- Occupations: Actor and television producer
- Years active: 1970s–present

= Katharine Levy =

British actress and television producer

Katharine Levy is a British actress and television producer.

As a child she appeared in a number of TV series, such as the BBC's 1974 serial David Copperfield (in the role of Little Emily) and I, Claudius (1976; as a young Livilla). Other roles include Jane Masters in The Day After Tomorrow (1975; titled "Into Infinity" when broadcast on BBC1), Sandra in Children of the Stones (1977), Lynne in Follow Me (1977) and Mary Churchill in Winston Churchill: The Wilderness Years (1981).

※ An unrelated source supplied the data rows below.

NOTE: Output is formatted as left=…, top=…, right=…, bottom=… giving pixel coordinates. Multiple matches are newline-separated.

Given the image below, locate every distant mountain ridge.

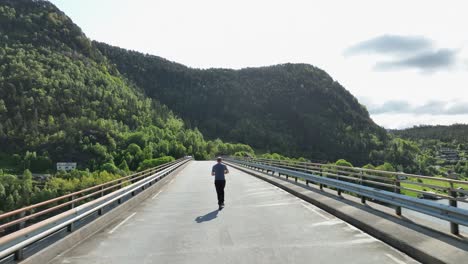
left=96, top=43, right=388, bottom=164
left=391, top=124, right=468, bottom=143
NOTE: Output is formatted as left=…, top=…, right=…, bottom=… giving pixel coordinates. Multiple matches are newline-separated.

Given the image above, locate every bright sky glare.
left=49, top=0, right=468, bottom=129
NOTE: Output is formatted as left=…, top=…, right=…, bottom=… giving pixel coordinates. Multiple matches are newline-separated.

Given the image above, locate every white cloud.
left=344, top=35, right=433, bottom=56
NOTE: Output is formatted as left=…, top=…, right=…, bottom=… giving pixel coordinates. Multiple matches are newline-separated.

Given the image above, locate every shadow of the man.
left=195, top=210, right=219, bottom=223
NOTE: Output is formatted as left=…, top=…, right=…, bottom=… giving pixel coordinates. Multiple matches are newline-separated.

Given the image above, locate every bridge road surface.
left=49, top=161, right=419, bottom=264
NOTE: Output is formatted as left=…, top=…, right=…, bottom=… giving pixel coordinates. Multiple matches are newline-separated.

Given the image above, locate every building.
left=56, top=162, right=77, bottom=171
left=438, top=147, right=459, bottom=163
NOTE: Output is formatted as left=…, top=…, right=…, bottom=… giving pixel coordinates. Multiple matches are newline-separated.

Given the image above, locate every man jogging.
left=212, top=157, right=229, bottom=210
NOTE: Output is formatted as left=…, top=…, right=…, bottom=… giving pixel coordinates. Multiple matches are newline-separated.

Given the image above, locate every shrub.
left=138, top=156, right=175, bottom=171
left=335, top=159, right=353, bottom=167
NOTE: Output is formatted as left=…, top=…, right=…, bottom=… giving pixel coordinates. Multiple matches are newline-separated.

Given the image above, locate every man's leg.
left=219, top=180, right=226, bottom=206
left=215, top=181, right=222, bottom=206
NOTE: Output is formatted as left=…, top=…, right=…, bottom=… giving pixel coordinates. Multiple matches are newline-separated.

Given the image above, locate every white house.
left=56, top=162, right=77, bottom=171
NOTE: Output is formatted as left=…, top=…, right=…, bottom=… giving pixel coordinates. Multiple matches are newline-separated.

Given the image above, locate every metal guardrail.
left=0, top=157, right=191, bottom=263
left=245, top=158, right=468, bottom=201
left=0, top=158, right=187, bottom=232
left=226, top=157, right=468, bottom=235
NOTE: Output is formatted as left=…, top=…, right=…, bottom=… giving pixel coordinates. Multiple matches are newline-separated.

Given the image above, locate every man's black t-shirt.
left=212, top=163, right=228, bottom=180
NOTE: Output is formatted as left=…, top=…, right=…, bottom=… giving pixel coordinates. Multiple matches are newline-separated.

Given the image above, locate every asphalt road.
left=49, top=161, right=419, bottom=264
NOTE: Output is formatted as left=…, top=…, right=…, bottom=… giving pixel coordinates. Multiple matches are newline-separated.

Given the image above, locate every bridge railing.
left=0, top=157, right=191, bottom=262
left=226, top=157, right=468, bottom=235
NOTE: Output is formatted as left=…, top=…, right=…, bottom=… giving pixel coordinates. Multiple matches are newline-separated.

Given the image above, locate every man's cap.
left=217, top=157, right=222, bottom=161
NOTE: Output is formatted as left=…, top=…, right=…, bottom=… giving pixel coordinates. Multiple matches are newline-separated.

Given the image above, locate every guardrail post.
left=449, top=182, right=459, bottom=235
left=395, top=177, right=401, bottom=216
left=318, top=168, right=324, bottom=190
left=306, top=179, right=309, bottom=186
left=14, top=249, right=24, bottom=261
left=69, top=195, right=76, bottom=210
left=295, top=176, right=298, bottom=182
left=14, top=211, right=26, bottom=260
left=359, top=172, right=366, bottom=204
left=100, top=186, right=104, bottom=197
left=334, top=168, right=342, bottom=196
left=68, top=195, right=76, bottom=232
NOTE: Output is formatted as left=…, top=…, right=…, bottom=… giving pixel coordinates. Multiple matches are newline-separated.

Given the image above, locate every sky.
left=49, top=0, right=468, bottom=129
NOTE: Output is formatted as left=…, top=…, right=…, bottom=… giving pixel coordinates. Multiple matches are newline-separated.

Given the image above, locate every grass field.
left=401, top=177, right=468, bottom=198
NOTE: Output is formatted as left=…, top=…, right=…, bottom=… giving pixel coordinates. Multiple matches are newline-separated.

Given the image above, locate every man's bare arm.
left=225, top=168, right=229, bottom=174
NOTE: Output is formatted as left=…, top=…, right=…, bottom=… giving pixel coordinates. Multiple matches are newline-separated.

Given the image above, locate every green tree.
left=138, top=156, right=175, bottom=171
left=335, top=159, right=353, bottom=167
left=118, top=160, right=130, bottom=173
left=23, top=169, right=33, bottom=190
left=0, top=99, right=7, bottom=114
left=101, top=162, right=119, bottom=174
left=0, top=183, right=5, bottom=197
left=5, top=195, right=15, bottom=212
left=376, top=162, right=396, bottom=172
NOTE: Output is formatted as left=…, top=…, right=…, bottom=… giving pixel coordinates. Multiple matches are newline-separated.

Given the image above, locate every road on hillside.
left=49, top=161, right=418, bottom=264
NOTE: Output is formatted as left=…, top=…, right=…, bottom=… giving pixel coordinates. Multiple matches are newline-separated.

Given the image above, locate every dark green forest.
left=95, top=42, right=389, bottom=165
left=391, top=124, right=468, bottom=143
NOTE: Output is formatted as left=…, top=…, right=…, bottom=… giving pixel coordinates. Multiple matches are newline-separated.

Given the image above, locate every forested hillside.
left=389, top=125, right=468, bottom=177
left=0, top=0, right=252, bottom=174
left=96, top=43, right=388, bottom=165
left=392, top=124, right=468, bottom=143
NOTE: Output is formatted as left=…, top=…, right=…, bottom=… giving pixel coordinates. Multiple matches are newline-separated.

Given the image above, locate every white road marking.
left=344, top=222, right=362, bottom=232
left=250, top=202, right=297, bottom=207
left=244, top=187, right=276, bottom=192
left=347, top=238, right=378, bottom=245
left=353, top=233, right=369, bottom=238
left=108, top=212, right=136, bottom=234
left=243, top=190, right=279, bottom=197
left=385, top=253, right=409, bottom=264
left=169, top=179, right=175, bottom=185
left=300, top=203, right=331, bottom=220
left=152, top=190, right=163, bottom=200
left=310, top=219, right=342, bottom=227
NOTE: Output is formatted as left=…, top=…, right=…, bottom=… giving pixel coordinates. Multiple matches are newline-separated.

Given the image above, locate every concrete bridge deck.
left=48, top=161, right=418, bottom=264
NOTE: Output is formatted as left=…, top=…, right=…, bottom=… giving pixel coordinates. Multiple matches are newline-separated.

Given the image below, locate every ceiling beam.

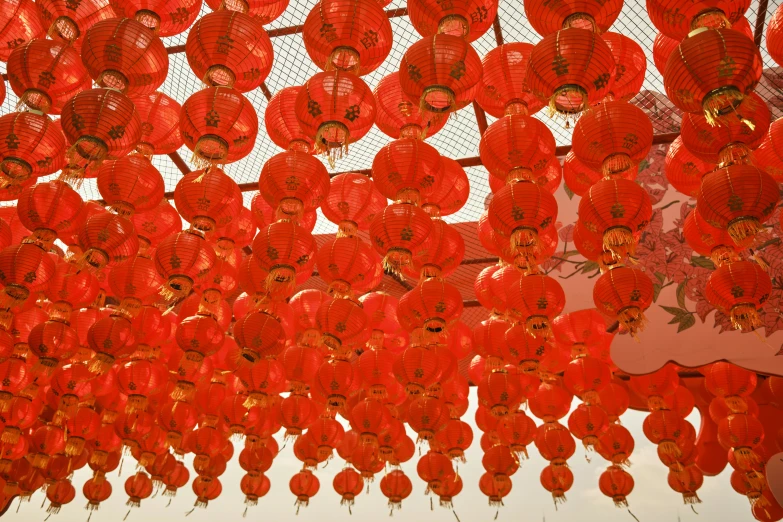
left=754, top=0, right=770, bottom=47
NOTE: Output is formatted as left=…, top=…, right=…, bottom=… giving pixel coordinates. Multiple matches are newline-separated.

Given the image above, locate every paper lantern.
left=132, top=91, right=183, bottom=156
left=476, top=43, right=544, bottom=117
left=479, top=113, right=557, bottom=185
left=373, top=72, right=447, bottom=139
left=265, top=86, right=315, bottom=153
left=649, top=0, right=750, bottom=40
left=407, top=0, right=497, bottom=41
left=593, top=266, right=654, bottom=336
left=524, top=0, right=623, bottom=36
left=109, top=0, right=201, bottom=36
left=704, top=260, right=771, bottom=332
left=601, top=32, right=646, bottom=101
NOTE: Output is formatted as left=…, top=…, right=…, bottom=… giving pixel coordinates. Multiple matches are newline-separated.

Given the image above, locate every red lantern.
left=17, top=180, right=83, bottom=246
left=649, top=0, right=750, bottom=40
left=317, top=297, right=368, bottom=354
left=7, top=39, right=90, bottom=115
left=405, top=219, right=465, bottom=279
left=524, top=0, right=622, bottom=36
left=563, top=356, right=611, bottom=403
left=480, top=114, right=557, bottom=185
left=110, top=0, right=201, bottom=36
left=476, top=42, right=544, bottom=118
left=704, top=260, right=771, bottom=333
left=665, top=136, right=716, bottom=198
left=597, top=423, right=635, bottom=465
left=125, top=472, right=154, bottom=507
left=81, top=18, right=168, bottom=96
left=36, top=0, right=115, bottom=51
left=397, top=279, right=464, bottom=333
left=768, top=4, right=783, bottom=67
left=372, top=138, right=442, bottom=203
left=0, top=243, right=56, bottom=308
left=302, top=0, right=392, bottom=75
left=571, top=101, right=653, bottom=176
left=704, top=362, right=756, bottom=412
left=265, top=86, right=315, bottom=153
left=598, top=465, right=634, bottom=507
left=577, top=178, right=652, bottom=259
left=97, top=156, right=164, bottom=217
left=185, top=11, right=273, bottom=92
left=315, top=359, right=355, bottom=409
left=174, top=167, right=243, bottom=235
left=132, top=199, right=183, bottom=248
left=422, top=157, right=469, bottom=217
left=321, top=173, right=386, bottom=236
left=77, top=213, right=139, bottom=271
left=316, top=236, right=380, bottom=297
left=154, top=230, right=217, bottom=301
left=373, top=72, right=447, bottom=140
left=593, top=267, right=654, bottom=337
left=251, top=221, right=317, bottom=300
left=505, top=274, right=566, bottom=339
left=295, top=71, right=376, bottom=164
left=697, top=165, right=778, bottom=246
left=333, top=468, right=363, bottom=508
left=233, top=311, right=286, bottom=362
left=180, top=86, right=258, bottom=166
left=528, top=28, right=615, bottom=122
left=133, top=91, right=183, bottom=156
left=540, top=464, right=573, bottom=505
left=601, top=32, right=646, bottom=101
left=487, top=181, right=558, bottom=261
left=529, top=382, right=572, bottom=423
left=717, top=413, right=764, bottom=466
left=60, top=88, right=142, bottom=178
left=0, top=0, right=43, bottom=62
left=479, top=471, right=511, bottom=507
left=680, top=92, right=769, bottom=166
left=535, top=421, right=576, bottom=464
left=407, top=0, right=496, bottom=41
left=664, top=28, right=761, bottom=127
left=393, top=346, right=440, bottom=396
left=398, top=34, right=482, bottom=115
left=683, top=206, right=739, bottom=267
left=478, top=371, right=522, bottom=417
left=258, top=151, right=330, bottom=219
left=668, top=466, right=704, bottom=505
left=369, top=202, right=433, bottom=275
left=45, top=479, right=76, bottom=513
left=380, top=469, right=412, bottom=510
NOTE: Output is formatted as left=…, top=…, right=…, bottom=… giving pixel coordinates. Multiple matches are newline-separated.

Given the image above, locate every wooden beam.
left=472, top=101, right=489, bottom=136
left=754, top=0, right=770, bottom=47
left=167, top=152, right=191, bottom=175
left=259, top=82, right=273, bottom=101
left=492, top=15, right=504, bottom=46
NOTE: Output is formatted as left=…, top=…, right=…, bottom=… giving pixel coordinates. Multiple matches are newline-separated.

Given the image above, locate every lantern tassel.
left=627, top=509, right=640, bottom=522
left=729, top=303, right=763, bottom=333
left=727, top=217, right=761, bottom=246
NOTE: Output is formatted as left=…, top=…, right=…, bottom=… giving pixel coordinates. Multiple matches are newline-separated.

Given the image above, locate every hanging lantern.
left=648, top=0, right=751, bottom=40
left=316, top=236, right=380, bottom=297
left=296, top=71, right=376, bottom=165
left=380, top=469, right=412, bottom=511
left=665, top=136, right=716, bottom=198
left=7, top=39, right=91, bottom=115
left=479, top=471, right=511, bottom=507
left=577, top=178, right=652, bottom=259
left=598, top=465, right=634, bottom=508
left=302, top=0, right=392, bottom=75
left=505, top=274, right=566, bottom=339
left=601, top=32, right=646, bottom=101
left=540, top=464, right=573, bottom=506
left=0, top=0, right=43, bottom=61
left=679, top=92, right=770, bottom=166
left=593, top=266, right=654, bottom=337
left=180, top=86, right=258, bottom=167
left=154, top=230, right=216, bottom=300
left=251, top=221, right=317, bottom=300
left=407, top=0, right=496, bottom=41
left=398, top=34, right=483, bottom=115
left=704, top=260, right=771, bottom=333
left=259, top=151, right=330, bottom=220
left=204, top=0, right=287, bottom=24
left=60, top=88, right=142, bottom=181
left=487, top=181, right=558, bottom=261
left=185, top=11, right=273, bottom=92
left=109, top=0, right=201, bottom=36
left=372, top=138, right=442, bottom=203
left=422, top=157, right=470, bottom=217
left=333, top=468, right=363, bottom=509
left=682, top=206, right=740, bottom=267
left=321, top=173, right=386, bottom=236
left=0, top=112, right=65, bottom=189
left=476, top=42, right=544, bottom=118
left=524, top=0, right=623, bottom=36
left=697, top=165, right=778, bottom=246
left=373, top=72, right=447, bottom=140
left=664, top=28, right=762, bottom=128
left=133, top=92, right=184, bottom=157
left=571, top=101, right=653, bottom=177
left=81, top=18, right=169, bottom=96
left=479, top=113, right=557, bottom=185
left=668, top=466, right=704, bottom=506
left=36, top=0, right=116, bottom=51
left=316, top=294, right=369, bottom=355
left=77, top=213, right=139, bottom=272
left=527, top=28, right=615, bottom=123
left=96, top=156, right=164, bottom=217
left=717, top=413, right=764, bottom=468
left=405, top=219, right=465, bottom=280
left=397, top=278, right=464, bottom=335
left=369, top=202, right=433, bottom=275
left=597, top=424, right=635, bottom=465
left=174, top=167, right=243, bottom=235
left=265, top=86, right=315, bottom=153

As a young adult she played Hero in the 1984 BBC TV adaptation of William Shakespeare's Much Ado About Nothing and Sarah de Talmont in the ITV series Robin of Sherwood (1985). Levy later joined the Royal Shakespeare Company as part of the cast of Nicholas Nickleby on Broadway. In the UK, she has appeared as Juliet in Romeo and Juliet, Hermia in A Midsummer Night's Dream, Olivia in Twelfth Night and Kate Hardcastle in She Stoops to Conquer. In the West End, she has performed in After the Ball is Over at the Old Vic.

Levy's career has since moved away from acting and she works as an executive producer and director of business TV.